N°23 | En revenir ?

Damien Baldin et Emmanuel Saint-Fuscien
Charleroi
21‑23 août 1914
Paris, Tallandier, 2012
Damien Baldin et Emmanuel Saint-Fuscien, Charleroi, Tallandier

Dans un an débuteront les premières célébrations marquant le centenaire de la Grande Guerre, qui reste toujours fortement inscrite dans notre mémoire collective et l’imaginaire national. C’est dans cette perspective que Damien Baldin et Emmanuel Saint-Fuscien, tous deux historiens, ont rédigé un ouvrage sur la bataille de Charleroi. Celle-ci vit Français et Allemands s’affronter en Belgique du 21 au 23 août 1914 et l’issue fut favorable à l’armée du Kaiser. L’ouvrage est court, facile à lire, mêlant l’analyse et le factuel. Il croise le contenu des journaux de marche et des opérations des unités engagées dans ce combat avec le récit des combattants de tous grades. En s’intéressant de près aux actions des soldats et des chefs mais aussi à leurs perceptions, les auteurs s’inscrivent dans le cadre de la démarche historique portant sur l’expérience combattante.

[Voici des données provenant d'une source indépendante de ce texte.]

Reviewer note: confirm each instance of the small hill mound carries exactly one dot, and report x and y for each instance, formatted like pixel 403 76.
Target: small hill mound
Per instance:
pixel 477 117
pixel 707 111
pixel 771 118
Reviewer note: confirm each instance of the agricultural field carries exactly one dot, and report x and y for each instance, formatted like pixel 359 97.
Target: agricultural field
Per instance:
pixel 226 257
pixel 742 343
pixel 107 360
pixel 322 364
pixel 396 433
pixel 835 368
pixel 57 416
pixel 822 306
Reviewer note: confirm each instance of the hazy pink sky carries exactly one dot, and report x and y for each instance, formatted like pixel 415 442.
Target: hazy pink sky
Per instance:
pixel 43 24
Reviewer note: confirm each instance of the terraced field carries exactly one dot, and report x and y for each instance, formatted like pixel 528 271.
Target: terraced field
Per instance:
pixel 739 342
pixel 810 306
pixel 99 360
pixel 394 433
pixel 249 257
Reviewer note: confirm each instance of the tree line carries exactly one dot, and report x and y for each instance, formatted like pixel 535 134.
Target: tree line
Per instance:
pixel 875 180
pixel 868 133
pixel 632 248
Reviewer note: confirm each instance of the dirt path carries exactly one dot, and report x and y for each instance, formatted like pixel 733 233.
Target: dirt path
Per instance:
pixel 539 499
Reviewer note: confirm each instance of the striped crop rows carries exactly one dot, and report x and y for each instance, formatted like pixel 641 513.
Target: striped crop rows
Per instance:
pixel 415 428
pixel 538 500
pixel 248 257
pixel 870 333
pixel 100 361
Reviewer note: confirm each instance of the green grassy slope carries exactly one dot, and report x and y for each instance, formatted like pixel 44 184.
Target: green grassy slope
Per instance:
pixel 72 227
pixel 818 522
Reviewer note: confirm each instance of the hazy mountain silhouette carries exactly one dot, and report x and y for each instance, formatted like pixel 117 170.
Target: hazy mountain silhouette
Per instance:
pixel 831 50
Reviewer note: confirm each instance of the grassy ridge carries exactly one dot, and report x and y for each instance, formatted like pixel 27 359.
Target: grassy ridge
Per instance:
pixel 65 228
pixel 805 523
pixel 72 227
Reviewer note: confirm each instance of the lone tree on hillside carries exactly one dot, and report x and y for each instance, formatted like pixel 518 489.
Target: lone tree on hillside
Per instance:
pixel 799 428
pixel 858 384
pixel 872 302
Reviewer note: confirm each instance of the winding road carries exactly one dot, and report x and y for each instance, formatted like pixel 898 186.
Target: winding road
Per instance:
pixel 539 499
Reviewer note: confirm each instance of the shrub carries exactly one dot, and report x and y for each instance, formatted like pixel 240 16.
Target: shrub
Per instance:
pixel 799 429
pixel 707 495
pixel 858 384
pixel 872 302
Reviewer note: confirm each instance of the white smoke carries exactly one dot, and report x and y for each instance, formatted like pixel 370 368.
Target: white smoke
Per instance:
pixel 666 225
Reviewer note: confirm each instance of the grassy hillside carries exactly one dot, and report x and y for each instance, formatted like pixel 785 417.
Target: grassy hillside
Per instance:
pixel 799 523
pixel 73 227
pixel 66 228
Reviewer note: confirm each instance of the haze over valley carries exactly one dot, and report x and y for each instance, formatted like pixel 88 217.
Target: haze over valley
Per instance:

La bataille de Charleroi est bien moins connue que celles de la Marne, de la Somme, du chemin des Dames et, surtout, de Verdun. Mais les deux auteurs montrent qu’elle mérite un regard attentif pour plusieurs raisons. Tout d’abord, Charleroi est une bataille de rencontre de grande ampleur qui se déroule pendant l’une des phases de la guerre de mouvement de la Première Guerre mondiale. À ce titre, le repli de la 5e armée française du général Lanzerac marque la fin de la bataille des frontières, l’échec du plan XVII du général Joffre et l’impossibilité pour l’armée française d’arrêter en Belgique le mouvement d’encerclement stratégique confié à l’aile droite allemande par le plan Schlieffen. D’autre part, Charleroi est également un affrontement particulièrement sanglant qui remet en cause les schémas tactiques et mentaux des combattants et des chefs. C’est sur ce dernier point que les auteurs insistent avec force. Ils montrent en effet que cette bataille marque une césure nette entre les conflits du xixe siècle et ceux du xxe siècle. La cause en réside dans la puissance de feu accrue des armes permise par les progrès technologiques et une prise en compte insuffisante de cette évolution.

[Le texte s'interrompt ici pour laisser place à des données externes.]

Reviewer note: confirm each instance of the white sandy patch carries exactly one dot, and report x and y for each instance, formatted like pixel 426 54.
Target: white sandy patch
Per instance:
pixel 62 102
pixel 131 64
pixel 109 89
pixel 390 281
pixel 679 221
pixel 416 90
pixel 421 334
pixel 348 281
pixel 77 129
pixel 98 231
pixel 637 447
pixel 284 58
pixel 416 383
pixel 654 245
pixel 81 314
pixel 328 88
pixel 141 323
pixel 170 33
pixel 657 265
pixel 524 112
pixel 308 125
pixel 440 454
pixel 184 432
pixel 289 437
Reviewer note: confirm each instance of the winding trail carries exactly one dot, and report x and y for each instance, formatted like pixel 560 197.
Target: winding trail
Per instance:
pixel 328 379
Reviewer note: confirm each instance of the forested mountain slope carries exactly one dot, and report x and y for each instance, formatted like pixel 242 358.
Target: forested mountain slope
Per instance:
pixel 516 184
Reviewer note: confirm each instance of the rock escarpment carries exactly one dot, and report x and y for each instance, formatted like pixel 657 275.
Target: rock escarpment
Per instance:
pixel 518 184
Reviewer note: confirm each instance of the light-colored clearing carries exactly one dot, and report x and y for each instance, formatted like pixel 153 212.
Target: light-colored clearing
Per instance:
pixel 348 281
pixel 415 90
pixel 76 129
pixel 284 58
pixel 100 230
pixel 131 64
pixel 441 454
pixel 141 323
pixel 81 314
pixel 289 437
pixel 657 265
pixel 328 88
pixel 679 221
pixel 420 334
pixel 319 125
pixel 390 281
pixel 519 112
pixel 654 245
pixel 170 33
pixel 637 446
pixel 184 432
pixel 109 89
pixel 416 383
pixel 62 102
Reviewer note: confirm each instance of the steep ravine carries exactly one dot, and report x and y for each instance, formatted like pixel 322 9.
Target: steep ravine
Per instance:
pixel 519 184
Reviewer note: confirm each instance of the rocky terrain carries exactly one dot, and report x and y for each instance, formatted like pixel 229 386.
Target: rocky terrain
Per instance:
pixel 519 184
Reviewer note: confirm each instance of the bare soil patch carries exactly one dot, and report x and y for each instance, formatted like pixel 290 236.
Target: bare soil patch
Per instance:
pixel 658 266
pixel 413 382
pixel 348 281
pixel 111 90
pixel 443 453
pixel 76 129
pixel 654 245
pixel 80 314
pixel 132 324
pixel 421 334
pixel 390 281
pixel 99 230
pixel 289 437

Les conséquences de l’augmentation de la puissance d’anéantissement sont en effet mal perçues par les belligérants antérieurement au déclenchement du conflit. La force et la violence de la puissance de feu mise en œuvre à Charleroi, les effets destructeurs massifs sur les formations, les corps et les esprits constituent des surprises tactiques et humaines qui remettent en cause les certitudes et les modèles tactiques. À l’instar des batailles tout aussi sanglantes livrées en Lorraine − ce n’est pas l’objet de cet ouvrage −, celle de Charleroi montre que les combattants et les chefs militaires commencent la Première Guerre mondiale avec un arsenal mental, et donc avec des méthodes de combat, hérité principalement du siècle précédent et que les enseignements des affrontements les plus récents (guerre des Boers, guerre russo-japonaise) n’avaient pas ou très peu été exploités ou mis en œuvre.

En résumé, un ouvrage agréable et rapide à lire pour tous ceux qui s’intéressent à l’histoire militaire, et plus particulièrement aux liens entre les évolutions techniques, leur prise en compte au plan tactique et le comportement humain au combat.